Cette volonté de faire coller la réalité au dogme est une caractéristique assez répandue. Prenons, par exemple, l’analyse faite par Christian Galan du système japonais[19]. L’auteur présente la réforme de 2004 qui a donné une large autonomie aux universités publiques nationales. La conclusion de son texte laisse rêveur : « L’université française et l’université de l’Europe continentale sont mortes au Japon le 1er avril 2004 ». Quand on connaît la situation du Japon – réforme ou pas : hiérarchie entre universités nationales de recherche et universités de proximité aux trois quarts privées ; inexistence de diplômes nationaux ; sélection à l’entrée ; frais d’études élevés ; force de la culture d’entreprise… (ce que Galan nous explique d’ailleurs), on s’étonne de lui voir faire un tel rapprochement entre la situation japonaise et celle de la France… Sauf à vouloir artificiellement tout intégrer dans le dogme du complot néo-libéral mondial, fut-ce en distordant la réalité. Que le Japon ait augmenté considérablement les crédits publics de la recherche fondamentale ne gêne pas outre mesure Christian Galan pour parler de désengagement financier de l’Etat (ça fait partie du dogme général !). On voit aussi sur cet exemple le parti-pris de sous-estimer les caractéristiques nationales et l’inertie des systèmes éducatifs dont le destin est d’être uniformément broyés par la machinerie économique mondiale.

LA CROISADE ANTI-LRU

Dans beaucoup de ces textes on trouve un couplet vengeur à l’encontre des présidents d’universités qui soutiennent la réforme – sous-entendu par intérêt personnel. Pour avoir appartenu naguère à cette corporation, je sais combien elle est hétérogène, mais qu’à côté de carriéristes et d’incapables, on y trouve un grand nombre de collègues courageux qui se battent, sans que cela leur rapporte grand chose, pour faire émerger des universités qui soient autre chose que des conglomérats d’intérêts mandarinaux ou syndicaux. S’ils ont soutenu la réforme - sans être suffisamment critiques à son égard toutefois - c’est qu’ils avaient expérimenté de plus près que les autres les tares de la gouvernance des universités françaises. Faut-il brûler les présidents ?

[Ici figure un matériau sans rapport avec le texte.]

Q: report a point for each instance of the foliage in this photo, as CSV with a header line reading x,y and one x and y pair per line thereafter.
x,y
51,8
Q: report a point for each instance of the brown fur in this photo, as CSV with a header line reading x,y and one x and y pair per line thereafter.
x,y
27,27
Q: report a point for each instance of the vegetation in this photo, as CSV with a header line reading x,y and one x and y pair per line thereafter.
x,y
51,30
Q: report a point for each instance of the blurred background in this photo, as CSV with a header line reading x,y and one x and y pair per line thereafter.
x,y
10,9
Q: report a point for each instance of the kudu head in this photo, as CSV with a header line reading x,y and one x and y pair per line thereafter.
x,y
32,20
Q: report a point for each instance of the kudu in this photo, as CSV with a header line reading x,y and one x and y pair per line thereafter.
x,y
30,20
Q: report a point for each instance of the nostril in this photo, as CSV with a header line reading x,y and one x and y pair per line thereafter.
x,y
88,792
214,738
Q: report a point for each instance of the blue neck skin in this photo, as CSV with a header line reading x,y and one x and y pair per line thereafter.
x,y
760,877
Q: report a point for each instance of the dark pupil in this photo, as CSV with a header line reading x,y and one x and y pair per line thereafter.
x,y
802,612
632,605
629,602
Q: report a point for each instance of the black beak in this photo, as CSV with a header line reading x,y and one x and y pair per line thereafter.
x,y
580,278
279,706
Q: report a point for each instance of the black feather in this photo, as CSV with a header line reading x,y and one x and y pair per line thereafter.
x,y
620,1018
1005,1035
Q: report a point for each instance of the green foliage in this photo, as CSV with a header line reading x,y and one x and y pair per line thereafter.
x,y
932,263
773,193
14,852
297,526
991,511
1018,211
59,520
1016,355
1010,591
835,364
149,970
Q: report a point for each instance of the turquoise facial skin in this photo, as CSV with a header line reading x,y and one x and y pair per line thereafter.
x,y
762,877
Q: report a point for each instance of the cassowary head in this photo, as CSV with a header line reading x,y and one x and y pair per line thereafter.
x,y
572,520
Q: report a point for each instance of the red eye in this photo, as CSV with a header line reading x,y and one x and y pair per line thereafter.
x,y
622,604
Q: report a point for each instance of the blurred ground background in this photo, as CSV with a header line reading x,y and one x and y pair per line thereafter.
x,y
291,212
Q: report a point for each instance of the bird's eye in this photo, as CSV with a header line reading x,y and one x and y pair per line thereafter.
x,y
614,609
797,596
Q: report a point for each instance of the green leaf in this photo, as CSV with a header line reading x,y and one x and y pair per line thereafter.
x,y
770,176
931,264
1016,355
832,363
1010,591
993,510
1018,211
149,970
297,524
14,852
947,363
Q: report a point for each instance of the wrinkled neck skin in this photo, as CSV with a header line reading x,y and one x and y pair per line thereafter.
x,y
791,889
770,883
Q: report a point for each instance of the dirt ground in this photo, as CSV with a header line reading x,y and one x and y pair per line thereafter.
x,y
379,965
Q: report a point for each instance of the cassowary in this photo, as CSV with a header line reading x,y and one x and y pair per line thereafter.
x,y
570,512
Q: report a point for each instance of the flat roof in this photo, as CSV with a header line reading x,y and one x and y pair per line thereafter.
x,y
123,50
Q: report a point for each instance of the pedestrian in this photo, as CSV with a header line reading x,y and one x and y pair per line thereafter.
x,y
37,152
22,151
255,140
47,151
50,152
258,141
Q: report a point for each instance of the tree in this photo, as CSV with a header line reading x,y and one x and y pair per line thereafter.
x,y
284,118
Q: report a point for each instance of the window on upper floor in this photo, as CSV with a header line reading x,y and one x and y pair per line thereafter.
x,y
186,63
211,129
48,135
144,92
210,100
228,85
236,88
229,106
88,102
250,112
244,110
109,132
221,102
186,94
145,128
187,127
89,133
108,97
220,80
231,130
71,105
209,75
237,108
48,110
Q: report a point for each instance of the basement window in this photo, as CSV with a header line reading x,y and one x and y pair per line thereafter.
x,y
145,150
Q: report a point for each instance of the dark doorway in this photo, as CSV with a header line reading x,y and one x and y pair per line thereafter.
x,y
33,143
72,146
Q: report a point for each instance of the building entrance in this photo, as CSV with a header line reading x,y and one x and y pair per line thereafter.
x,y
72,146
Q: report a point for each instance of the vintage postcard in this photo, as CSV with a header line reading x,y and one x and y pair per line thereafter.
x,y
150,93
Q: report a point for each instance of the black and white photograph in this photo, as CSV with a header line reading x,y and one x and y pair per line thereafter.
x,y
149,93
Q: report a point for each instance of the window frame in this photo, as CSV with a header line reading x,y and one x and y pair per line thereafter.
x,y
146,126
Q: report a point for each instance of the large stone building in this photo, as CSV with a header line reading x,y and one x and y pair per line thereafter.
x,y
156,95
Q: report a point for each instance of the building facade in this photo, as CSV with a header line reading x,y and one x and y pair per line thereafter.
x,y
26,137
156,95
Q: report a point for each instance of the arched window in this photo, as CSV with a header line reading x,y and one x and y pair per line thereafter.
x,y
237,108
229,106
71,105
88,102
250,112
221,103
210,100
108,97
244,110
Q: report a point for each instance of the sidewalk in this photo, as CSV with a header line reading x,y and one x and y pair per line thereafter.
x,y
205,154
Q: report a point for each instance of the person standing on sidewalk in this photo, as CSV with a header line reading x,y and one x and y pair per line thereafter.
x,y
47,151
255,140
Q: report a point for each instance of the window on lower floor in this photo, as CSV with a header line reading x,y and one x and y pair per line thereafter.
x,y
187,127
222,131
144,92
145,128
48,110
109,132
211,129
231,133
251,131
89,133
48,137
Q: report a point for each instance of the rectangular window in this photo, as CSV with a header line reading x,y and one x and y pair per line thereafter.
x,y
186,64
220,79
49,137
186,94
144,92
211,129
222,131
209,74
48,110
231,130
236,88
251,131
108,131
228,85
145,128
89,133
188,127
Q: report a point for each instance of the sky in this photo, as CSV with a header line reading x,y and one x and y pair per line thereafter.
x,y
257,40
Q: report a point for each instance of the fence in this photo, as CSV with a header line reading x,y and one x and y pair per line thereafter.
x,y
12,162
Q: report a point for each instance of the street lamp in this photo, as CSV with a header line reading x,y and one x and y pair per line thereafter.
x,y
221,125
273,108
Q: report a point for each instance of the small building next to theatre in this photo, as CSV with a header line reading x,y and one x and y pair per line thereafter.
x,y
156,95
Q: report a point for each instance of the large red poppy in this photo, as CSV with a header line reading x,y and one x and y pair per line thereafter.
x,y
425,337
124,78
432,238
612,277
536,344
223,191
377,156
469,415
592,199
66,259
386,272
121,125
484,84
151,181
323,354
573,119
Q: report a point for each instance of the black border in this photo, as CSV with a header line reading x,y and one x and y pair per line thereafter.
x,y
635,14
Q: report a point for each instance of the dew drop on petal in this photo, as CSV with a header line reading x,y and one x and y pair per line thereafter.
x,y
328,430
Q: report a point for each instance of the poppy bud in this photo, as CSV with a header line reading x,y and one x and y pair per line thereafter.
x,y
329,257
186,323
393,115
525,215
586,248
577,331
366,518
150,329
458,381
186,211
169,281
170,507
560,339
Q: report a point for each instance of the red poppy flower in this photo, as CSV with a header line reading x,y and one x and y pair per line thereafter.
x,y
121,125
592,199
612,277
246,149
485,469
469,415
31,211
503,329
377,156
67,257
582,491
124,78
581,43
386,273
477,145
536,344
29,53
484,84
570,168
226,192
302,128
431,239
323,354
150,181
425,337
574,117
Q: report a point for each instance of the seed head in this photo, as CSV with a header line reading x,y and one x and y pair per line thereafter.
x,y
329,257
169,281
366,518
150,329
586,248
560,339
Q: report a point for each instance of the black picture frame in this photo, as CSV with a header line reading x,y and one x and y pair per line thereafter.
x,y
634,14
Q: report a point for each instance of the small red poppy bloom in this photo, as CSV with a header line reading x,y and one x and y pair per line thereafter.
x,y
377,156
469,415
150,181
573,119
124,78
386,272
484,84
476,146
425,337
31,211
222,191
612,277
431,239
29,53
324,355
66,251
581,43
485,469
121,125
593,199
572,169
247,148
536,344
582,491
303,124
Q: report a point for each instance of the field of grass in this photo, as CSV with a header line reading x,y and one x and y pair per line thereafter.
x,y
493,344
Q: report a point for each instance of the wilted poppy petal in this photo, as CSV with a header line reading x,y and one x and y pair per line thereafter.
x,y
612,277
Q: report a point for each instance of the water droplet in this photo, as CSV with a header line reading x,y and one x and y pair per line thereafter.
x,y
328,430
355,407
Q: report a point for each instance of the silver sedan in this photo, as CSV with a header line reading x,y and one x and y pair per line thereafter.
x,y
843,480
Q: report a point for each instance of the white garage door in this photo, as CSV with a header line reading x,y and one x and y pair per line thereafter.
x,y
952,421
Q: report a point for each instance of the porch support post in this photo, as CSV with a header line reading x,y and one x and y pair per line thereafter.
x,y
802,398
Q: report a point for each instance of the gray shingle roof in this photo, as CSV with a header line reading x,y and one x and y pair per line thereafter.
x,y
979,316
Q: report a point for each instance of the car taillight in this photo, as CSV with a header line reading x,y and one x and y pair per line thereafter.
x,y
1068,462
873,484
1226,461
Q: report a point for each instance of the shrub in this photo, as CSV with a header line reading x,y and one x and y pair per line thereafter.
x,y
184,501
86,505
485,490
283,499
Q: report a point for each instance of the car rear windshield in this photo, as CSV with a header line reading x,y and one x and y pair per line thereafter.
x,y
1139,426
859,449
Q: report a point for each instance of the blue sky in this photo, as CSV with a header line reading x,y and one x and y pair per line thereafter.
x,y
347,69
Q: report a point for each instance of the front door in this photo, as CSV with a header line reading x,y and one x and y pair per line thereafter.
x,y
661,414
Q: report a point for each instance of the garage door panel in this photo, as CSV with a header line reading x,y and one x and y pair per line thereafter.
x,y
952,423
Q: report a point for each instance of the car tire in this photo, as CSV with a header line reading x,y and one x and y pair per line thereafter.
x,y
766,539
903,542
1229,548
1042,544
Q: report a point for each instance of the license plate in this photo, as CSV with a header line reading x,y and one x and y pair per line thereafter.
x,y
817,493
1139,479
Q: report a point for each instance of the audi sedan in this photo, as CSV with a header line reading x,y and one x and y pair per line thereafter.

A entendre certains, les élections universitaires se réduiraient à un affrontement entre pro-LRU et anti-LRU. Cette présentation est d’autant plus illusoire qu’en définitive la LRU sera appliquée, y compris par ses opposants. Et puis autour de cet objectif « politique » se rassemblent des majorités ambiguës, voire contre nature[20]. L’enjeu des élections actuelles ne serait-il pas plutôt de choisir un bon administrateur qui soit au service de l’institution, et de se donner des règles qui garantissent un bon équilibre entre le président et la communauté universitaire ? On ne peut pas dire que les grands discours anti-LRU nous aient fait progresser sur ce chapitre. Ils cachent bien souvent des manœuvres plus prosaïques.

ET QUE FAUT-IL PENSER DES UNIVERSITES AMERICAINES ?

Les meilleurs universitaires français ont eu l’occasion de fréquenter les grandes universités américaines, et les plus « antilibéraux » d’entre eux sont bien embarrassés pour porter un jugement équilibré. Ils doivent reconnaître que ces institutions sont remarquables sous bien des aspects. Mais alors, comment concilier ce fait avec la thèse du complot « néolibéral » qui devrait précisément faire les plus grands ravages là-bas ? Certains s’en tirent en disant que si les universités américaines sont performantes dans les sciences de la nature, ce n’est pas vraiment le cas en sciences humaines[21] (un argument qui ne tient guère). Ou encore que le système américain n’est peut-être pas si mal, mais qu’il n’est pas transposable chez nous sans graves inconvénients. « On n’aura pas une américanisation néolibérale, mais une dualisation à la française »[22].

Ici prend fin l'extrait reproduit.